Au sein d’une filmographie qui s’étend sur plus de quatre décennies, Oliver Stone s’est évertué à déconstruire les mythes d’une Amérique post-Seconde Guerre Mondiale, à exhiber les démons que son pays tente de masquer, et plus généralement à remettre en cause le positionnement du bon côté de l’histoire vers lequel les Etats-Unis aiment à s’auto-proclamer.
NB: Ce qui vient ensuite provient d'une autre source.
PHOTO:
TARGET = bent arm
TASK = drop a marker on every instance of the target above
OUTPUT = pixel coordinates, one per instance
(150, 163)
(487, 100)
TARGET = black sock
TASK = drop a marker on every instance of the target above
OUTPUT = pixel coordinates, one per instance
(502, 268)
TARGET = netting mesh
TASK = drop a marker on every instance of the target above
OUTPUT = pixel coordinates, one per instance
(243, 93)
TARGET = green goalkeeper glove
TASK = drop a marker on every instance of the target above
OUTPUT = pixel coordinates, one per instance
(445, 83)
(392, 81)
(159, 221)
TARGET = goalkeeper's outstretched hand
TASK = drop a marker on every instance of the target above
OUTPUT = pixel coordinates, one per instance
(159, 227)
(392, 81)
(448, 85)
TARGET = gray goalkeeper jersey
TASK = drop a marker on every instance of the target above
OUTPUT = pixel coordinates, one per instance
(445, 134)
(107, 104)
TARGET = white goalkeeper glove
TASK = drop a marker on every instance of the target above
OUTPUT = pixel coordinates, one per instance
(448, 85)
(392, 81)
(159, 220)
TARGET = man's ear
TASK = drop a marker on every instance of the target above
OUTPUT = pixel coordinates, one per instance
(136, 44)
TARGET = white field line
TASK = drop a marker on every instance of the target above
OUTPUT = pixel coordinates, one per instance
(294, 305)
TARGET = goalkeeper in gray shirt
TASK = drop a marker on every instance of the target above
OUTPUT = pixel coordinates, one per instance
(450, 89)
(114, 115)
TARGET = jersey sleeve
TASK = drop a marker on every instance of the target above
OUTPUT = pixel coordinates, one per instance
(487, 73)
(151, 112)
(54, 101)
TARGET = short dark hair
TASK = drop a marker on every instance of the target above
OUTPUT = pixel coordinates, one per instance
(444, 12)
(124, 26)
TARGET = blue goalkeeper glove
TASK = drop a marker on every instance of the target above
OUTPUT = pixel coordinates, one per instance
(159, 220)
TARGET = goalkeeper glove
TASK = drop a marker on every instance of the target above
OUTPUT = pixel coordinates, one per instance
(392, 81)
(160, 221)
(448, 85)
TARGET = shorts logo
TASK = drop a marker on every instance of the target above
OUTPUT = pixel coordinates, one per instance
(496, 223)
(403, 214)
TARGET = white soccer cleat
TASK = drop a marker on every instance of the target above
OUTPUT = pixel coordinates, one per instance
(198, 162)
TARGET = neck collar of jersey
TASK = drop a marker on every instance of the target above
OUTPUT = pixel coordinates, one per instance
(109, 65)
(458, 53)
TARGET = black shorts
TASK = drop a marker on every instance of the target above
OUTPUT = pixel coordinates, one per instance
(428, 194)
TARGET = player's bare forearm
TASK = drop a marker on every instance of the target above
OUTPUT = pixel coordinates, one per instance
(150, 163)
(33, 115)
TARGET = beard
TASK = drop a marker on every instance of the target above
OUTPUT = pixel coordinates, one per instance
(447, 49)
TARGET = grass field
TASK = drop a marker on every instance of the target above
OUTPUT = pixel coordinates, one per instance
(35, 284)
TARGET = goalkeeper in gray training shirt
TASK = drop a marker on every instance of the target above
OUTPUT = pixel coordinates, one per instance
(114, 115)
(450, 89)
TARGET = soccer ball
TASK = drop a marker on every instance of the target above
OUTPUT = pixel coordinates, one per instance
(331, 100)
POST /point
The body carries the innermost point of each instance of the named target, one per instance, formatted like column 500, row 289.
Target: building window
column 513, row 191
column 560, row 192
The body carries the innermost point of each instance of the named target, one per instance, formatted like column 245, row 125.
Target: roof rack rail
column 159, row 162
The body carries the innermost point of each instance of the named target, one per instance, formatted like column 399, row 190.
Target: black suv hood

Retour sur le début de carrière du réalisateur au sein du cinéma d’horreur indépendant alors que son nom est surtout associé à celui d’un scénariste talentueux mais sujet à la polémique par sa peinture du système carcéral turc (Midnight Express), de la vulgarité des années 80 (Scarface) et de l’intégration de la communauté chinoise aux Etats-Unis (l’Année du dragon).
La Reine du mal (1974)
Pour ses débuts dans le cinéma, Oliver Stone s’associe au producteur spécialisé dans le cinéma d’exploitation Lloyd Kaufman, fondateur de Troma Entertainement et figure controversée du cinéma d’exploitation autant par le mauvais goût de ses productions (où sexe, violence, et nudité sont la norme) que par sa personnalité exubérante et outrancière. Un personnage qui ne pouvait que s’entendre avec Oliver Stone jusqu’à devenir Directeur de production de son premier film, La Reine du mal. Un petit film d’horreur surprenant pour les habitués de la filmographie d’un cinéaste dont les œuvres phares sont très éloignées du genre mais qui n’en reste pas moins en tous points un film de son auteur .
Véritable expérience qui tronque l’idée horrifique pour se diriger vers le film d’atmosphère, La reine du mal joue sur le décalage entre les journées calmes et sereines, représentées par le plan introductif – un lac canadien sous fond de musique relaxante – et les nuits oppressantes dans lesquelles le romancier Edmund Blackstone (Jonathan Frid) reçoit dans son cauchemar la visite et persécution de trois des personnages de son dernier roman. L’échappée de l’écrivain auprès de ses quelques amis dans la maison de campagne qui borde le dit lac est l’occasion d’une accalmie rapidement perturbée par l’attaque d’un trio de personnages. L’annonce radio évoquant l’échappée d’un asile laisse présumer l’identité des individus, mais Edmund y voit la réalisation de son cauchemar éveillé. À l’image de son esprit perdu entre réalité et fantasme, le film axe son ton autour d’un home invasion viscéral mais aussi d’un trip psychédélique. Deux genres difficilement joints, qui rendent le tout bordélique et maladroit, tout en suscitant notre curiosité.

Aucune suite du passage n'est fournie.